Commercial Trino vendor Starburst released a public beta version of its new Galaxy managed service for Trino.
The capabilities of the open source Trino query engine continue to expand as usage grows and vendors come out with new commercial services, some of which were revealed this week at the Datanova 2021 virtual conference run by Starburst.
Trino was formerly known as Presto SQL and was rebranded in December of 2020 to help avoid confusion with the rival Presto DB effort, which is led by the Linux Foundation.
Among the leading Trino vendors is Starburst, based in Boston, which raised $100 million in funding on Jan. 8.
At the Datanova event, users, including the Royal Bank of Canada (RBC) and Scotiabank, outlined some of their data challenges, and Starburst executives provided insights into how Trino is now supporting the open source Apache Iceberg technology to improve data management and analytics.
Presto/Trino comes north to the Royal Bank of Canada
In a technical session at Datanova on Feb. 9, Ahmad El-Kays, senior director of enterprise data and analytics architecture for RBC, explained how the organization is using Starburst to enable what he referred to as enterprise data domains. Data domains are groupings of data sources based on governance requirements from the RBC.
RBC is one of the largest financial institutions in Canada and operates around the world. El-Kays noted that RBC faces multiple data challenges, including possessing many places where data is stored as well as large volumes of data that is often needed for data analytics.
“The challenge we’re trying to tackle is how do we move from the governance-based domains to business-usable domains, while keeping those domains aligned,” El-Kays said.
That challenge has led the RBC to evaluate Trino and Starburst. El-Kays noted that with Starburst and Trino, it’s possible to create semantic views to enable the creation of business-usable data domains.
Ahmad El-KaysSenior director of enterprise data and analytics architecture, RBC
RBC has several proof-of-concept evaluations with Starburst in progress.
“Looking at tools like Starburst Presto, and implementing Data Domain concepts, what it allows for is the creation of the abstraction layer between the storage systems and our end users,” El-Kays said.
El-Kays noted that RBC’s business users today need to know what data store to access and how to put different data elements together to get the analysis they want.

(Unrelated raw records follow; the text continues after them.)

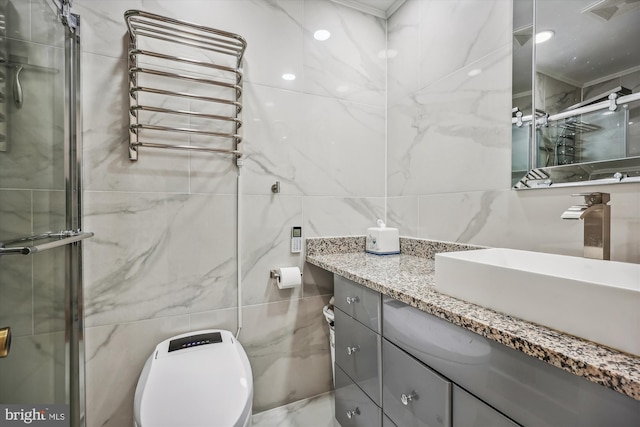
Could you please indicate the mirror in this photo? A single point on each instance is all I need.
(576, 96)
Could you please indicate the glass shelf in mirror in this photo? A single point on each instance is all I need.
(585, 93)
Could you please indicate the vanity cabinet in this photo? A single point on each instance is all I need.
(413, 394)
(498, 384)
(358, 354)
(398, 366)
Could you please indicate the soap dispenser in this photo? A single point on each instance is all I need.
(382, 240)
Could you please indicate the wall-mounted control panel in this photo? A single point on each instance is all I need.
(296, 240)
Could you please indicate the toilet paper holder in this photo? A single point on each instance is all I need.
(287, 277)
(275, 275)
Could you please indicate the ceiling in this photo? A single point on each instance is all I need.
(594, 40)
(380, 8)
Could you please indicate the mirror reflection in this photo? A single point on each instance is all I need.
(579, 119)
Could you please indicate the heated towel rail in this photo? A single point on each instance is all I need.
(184, 79)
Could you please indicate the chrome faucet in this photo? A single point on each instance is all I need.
(596, 214)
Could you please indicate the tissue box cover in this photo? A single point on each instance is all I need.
(382, 241)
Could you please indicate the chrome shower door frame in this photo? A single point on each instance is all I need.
(74, 313)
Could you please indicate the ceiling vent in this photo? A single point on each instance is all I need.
(605, 10)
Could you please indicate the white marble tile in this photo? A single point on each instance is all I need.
(467, 217)
(158, 255)
(337, 216)
(288, 346)
(274, 138)
(351, 64)
(402, 213)
(343, 149)
(105, 136)
(453, 136)
(215, 319)
(272, 29)
(317, 411)
(266, 245)
(103, 27)
(18, 19)
(115, 355)
(454, 34)
(35, 370)
(403, 44)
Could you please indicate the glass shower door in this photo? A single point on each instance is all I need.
(39, 208)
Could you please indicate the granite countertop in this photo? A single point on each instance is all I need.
(409, 277)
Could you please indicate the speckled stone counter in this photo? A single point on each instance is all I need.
(409, 277)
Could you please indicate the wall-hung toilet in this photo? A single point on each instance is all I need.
(198, 379)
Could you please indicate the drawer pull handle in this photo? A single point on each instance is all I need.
(352, 413)
(406, 399)
(352, 350)
(352, 300)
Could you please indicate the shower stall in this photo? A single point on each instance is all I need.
(41, 331)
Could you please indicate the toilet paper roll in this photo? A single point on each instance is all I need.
(290, 277)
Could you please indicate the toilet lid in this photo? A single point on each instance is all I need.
(196, 386)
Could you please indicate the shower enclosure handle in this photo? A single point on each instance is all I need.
(5, 341)
(64, 238)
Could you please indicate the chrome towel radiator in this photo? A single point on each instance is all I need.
(184, 79)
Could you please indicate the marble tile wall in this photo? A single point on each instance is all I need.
(449, 139)
(163, 260)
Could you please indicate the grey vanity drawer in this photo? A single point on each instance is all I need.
(359, 302)
(469, 411)
(353, 406)
(358, 354)
(527, 390)
(413, 394)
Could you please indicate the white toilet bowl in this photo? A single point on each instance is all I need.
(198, 379)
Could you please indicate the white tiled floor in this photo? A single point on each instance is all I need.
(313, 412)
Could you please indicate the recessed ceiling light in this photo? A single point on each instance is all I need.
(543, 36)
(321, 35)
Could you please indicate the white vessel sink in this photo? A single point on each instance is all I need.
(592, 299)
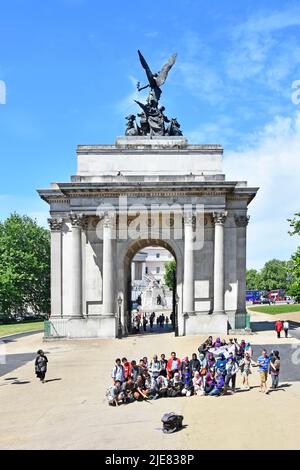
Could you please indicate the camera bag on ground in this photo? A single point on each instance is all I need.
(171, 422)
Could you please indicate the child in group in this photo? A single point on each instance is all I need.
(127, 368)
(187, 383)
(175, 386)
(218, 384)
(245, 366)
(118, 372)
(114, 394)
(198, 384)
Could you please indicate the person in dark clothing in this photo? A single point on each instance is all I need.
(194, 364)
(41, 365)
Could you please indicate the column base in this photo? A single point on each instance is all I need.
(203, 323)
(103, 326)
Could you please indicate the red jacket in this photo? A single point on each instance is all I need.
(169, 365)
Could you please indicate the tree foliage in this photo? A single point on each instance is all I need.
(274, 275)
(24, 266)
(253, 279)
(170, 274)
(294, 264)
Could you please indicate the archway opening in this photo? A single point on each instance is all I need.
(151, 286)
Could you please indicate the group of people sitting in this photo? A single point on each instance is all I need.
(213, 373)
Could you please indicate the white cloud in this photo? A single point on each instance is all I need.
(259, 50)
(272, 163)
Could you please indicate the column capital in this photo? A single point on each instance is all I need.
(219, 217)
(77, 220)
(55, 224)
(108, 220)
(189, 218)
(241, 220)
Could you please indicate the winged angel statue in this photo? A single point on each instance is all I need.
(153, 121)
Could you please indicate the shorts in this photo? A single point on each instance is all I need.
(263, 376)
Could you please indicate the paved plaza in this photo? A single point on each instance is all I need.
(69, 411)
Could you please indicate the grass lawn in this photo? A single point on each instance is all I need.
(274, 309)
(21, 327)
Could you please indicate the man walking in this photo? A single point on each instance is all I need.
(263, 362)
(286, 327)
(278, 327)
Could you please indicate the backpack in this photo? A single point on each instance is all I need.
(171, 422)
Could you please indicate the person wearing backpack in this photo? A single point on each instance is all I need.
(275, 369)
(118, 372)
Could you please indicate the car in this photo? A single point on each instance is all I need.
(265, 301)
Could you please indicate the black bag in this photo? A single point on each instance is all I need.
(171, 422)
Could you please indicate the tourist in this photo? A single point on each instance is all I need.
(163, 365)
(141, 368)
(128, 390)
(127, 368)
(118, 372)
(198, 384)
(286, 327)
(115, 394)
(187, 380)
(248, 349)
(184, 363)
(175, 386)
(203, 366)
(231, 370)
(211, 362)
(155, 367)
(275, 369)
(221, 364)
(41, 362)
(145, 360)
(140, 390)
(278, 327)
(245, 366)
(145, 321)
(218, 384)
(173, 365)
(159, 387)
(209, 381)
(134, 370)
(194, 364)
(263, 363)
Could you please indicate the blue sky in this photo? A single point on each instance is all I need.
(70, 69)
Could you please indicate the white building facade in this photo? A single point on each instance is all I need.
(138, 193)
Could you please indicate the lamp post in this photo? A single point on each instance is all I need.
(176, 314)
(119, 318)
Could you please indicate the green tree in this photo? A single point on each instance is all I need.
(170, 274)
(24, 266)
(294, 263)
(274, 275)
(253, 279)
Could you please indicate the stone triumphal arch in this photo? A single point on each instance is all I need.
(138, 192)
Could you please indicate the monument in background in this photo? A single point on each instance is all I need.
(151, 188)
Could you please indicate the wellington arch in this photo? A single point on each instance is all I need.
(147, 190)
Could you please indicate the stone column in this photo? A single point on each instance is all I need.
(77, 221)
(219, 220)
(109, 303)
(55, 225)
(241, 221)
(188, 274)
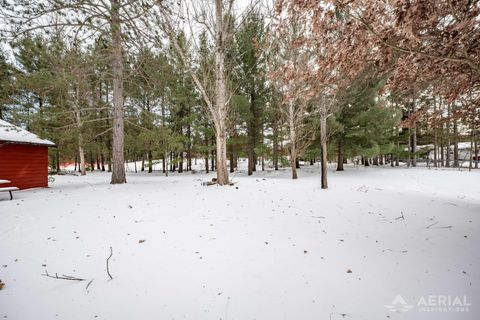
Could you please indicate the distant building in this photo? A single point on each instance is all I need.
(23, 157)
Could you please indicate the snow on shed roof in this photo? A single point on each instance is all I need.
(11, 133)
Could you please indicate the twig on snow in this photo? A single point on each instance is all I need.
(431, 225)
(108, 270)
(401, 217)
(88, 284)
(62, 277)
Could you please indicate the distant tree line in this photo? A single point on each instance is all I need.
(146, 81)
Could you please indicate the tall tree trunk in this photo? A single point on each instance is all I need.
(180, 162)
(150, 161)
(472, 138)
(456, 163)
(57, 159)
(414, 133)
(220, 96)
(252, 134)
(118, 170)
(435, 143)
(293, 140)
(447, 160)
(135, 162)
(340, 154)
(476, 153)
(323, 145)
(275, 144)
(189, 148)
(92, 162)
(207, 168)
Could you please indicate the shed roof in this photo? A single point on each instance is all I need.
(11, 133)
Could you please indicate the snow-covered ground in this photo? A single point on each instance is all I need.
(266, 248)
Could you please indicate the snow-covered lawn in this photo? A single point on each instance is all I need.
(266, 248)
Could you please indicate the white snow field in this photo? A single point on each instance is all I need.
(266, 248)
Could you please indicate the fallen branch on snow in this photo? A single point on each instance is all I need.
(62, 277)
(108, 270)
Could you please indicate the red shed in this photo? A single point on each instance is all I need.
(23, 157)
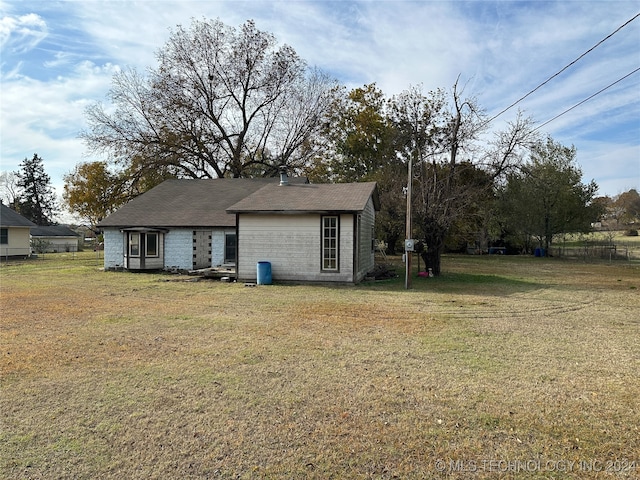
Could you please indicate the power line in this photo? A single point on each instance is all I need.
(569, 65)
(587, 99)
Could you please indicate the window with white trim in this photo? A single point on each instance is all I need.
(330, 236)
(230, 248)
(151, 242)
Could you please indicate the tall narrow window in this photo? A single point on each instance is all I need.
(230, 248)
(134, 244)
(329, 243)
(152, 245)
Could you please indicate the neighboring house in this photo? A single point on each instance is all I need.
(56, 238)
(307, 232)
(14, 233)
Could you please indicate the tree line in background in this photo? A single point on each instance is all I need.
(227, 102)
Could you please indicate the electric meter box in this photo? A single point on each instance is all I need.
(409, 245)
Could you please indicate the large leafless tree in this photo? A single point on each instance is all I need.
(221, 102)
(454, 176)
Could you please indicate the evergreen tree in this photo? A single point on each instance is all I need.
(36, 200)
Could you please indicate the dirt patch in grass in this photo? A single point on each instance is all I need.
(117, 375)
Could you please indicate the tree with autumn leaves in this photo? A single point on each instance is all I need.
(232, 102)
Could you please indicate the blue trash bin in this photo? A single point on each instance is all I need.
(264, 273)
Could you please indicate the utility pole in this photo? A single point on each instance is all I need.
(408, 243)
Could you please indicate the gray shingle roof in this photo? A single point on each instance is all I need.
(188, 203)
(329, 197)
(10, 218)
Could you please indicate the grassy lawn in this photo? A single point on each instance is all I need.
(504, 367)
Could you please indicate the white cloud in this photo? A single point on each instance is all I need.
(22, 33)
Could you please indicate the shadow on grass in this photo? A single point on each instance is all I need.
(458, 283)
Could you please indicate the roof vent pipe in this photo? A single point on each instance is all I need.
(284, 180)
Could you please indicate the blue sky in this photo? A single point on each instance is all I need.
(57, 57)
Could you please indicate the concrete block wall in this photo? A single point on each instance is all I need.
(178, 249)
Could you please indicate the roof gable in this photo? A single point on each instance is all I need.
(327, 197)
(188, 203)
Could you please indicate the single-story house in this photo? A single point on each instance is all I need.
(14, 233)
(307, 232)
(55, 238)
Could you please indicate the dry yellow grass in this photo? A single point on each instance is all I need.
(503, 368)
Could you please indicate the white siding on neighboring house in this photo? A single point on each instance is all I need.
(292, 244)
(178, 249)
(113, 248)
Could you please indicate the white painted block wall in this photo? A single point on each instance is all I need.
(178, 249)
(113, 249)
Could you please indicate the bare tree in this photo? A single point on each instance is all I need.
(222, 102)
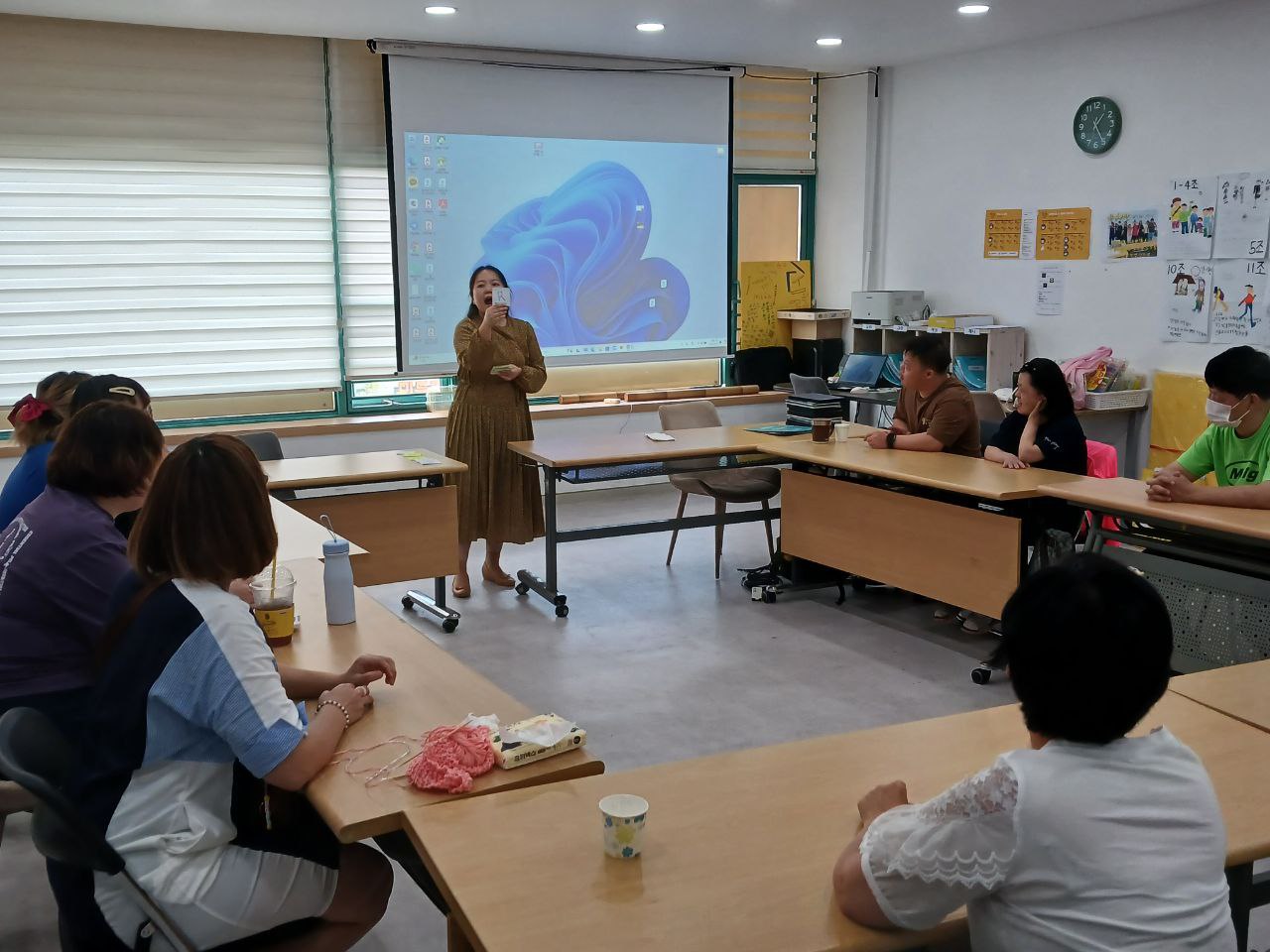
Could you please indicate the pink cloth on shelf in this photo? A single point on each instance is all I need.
(451, 758)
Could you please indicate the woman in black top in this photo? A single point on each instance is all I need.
(1043, 430)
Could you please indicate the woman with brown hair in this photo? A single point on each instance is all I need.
(63, 558)
(36, 420)
(193, 724)
(499, 365)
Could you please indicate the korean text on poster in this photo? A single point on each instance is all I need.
(1191, 218)
(1187, 301)
(1241, 312)
(1242, 214)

Using Starburst as an abstraction layer for the underlying data sources will make it easier for business users to do their jobs, he said.
Apache Iceberg support comes to Trino
During a keynote panel on Feb. 10, the co-founders of the Presto SQL project, now known as Trino, outlined recent developments in the open source project.
Among the additions is support for Apache Iceberg, which was originally created at Netflix and now has a growing community of users and contributors including Apple, Adobe, LinkedIn and Expedia.
Iceberg provides a format for organizing large data tables in a scalable approach. Dain Sundstrom, a CTO at Starburst, said Iceberg is an active project that is focused on the difficult problem of how to organize data.
David Phillips, also a CTO at Starburst, told SearchDataManagement that Iceberg support is generally available in Trino, meaning that it can be used it in production. That said, Phillips noted that developers of the Apache Iceberg project itself are working on new features.
“The Iceberg connector in Trino is also under active development to take advantage of these new features and to add other improvements and performance enhancements,” Phillips said in an email. “I personally expect that this will continue for at least the next several years, as more people adopt Iceberg and it sees wider production usage.”
Starburst Galaxy previews managed Trino cloud service
To date, Starburst’s primary commercial platform has been Starburst Enterprise. In a product session on Tuesday at Datanova, Colleen Tartow, director of engineering at Starburst, introduced a preview of the Starburst Galaxy service that brings a managed instance of Starburst’s Trino technology to the cloud.
The underlying engine for Starburst Galaxy is the Starburst Enterprise platform. The difference is that Galaxy is fully managed, enabling organization to get up and running faster than they likely could on their own, Tartow said. Galaxy also scales the infrastructure as needed to handle growing data workloads.
“With Starburst Galaxy, you get a managed data platform that connects directly to your data sources,” Tartow said.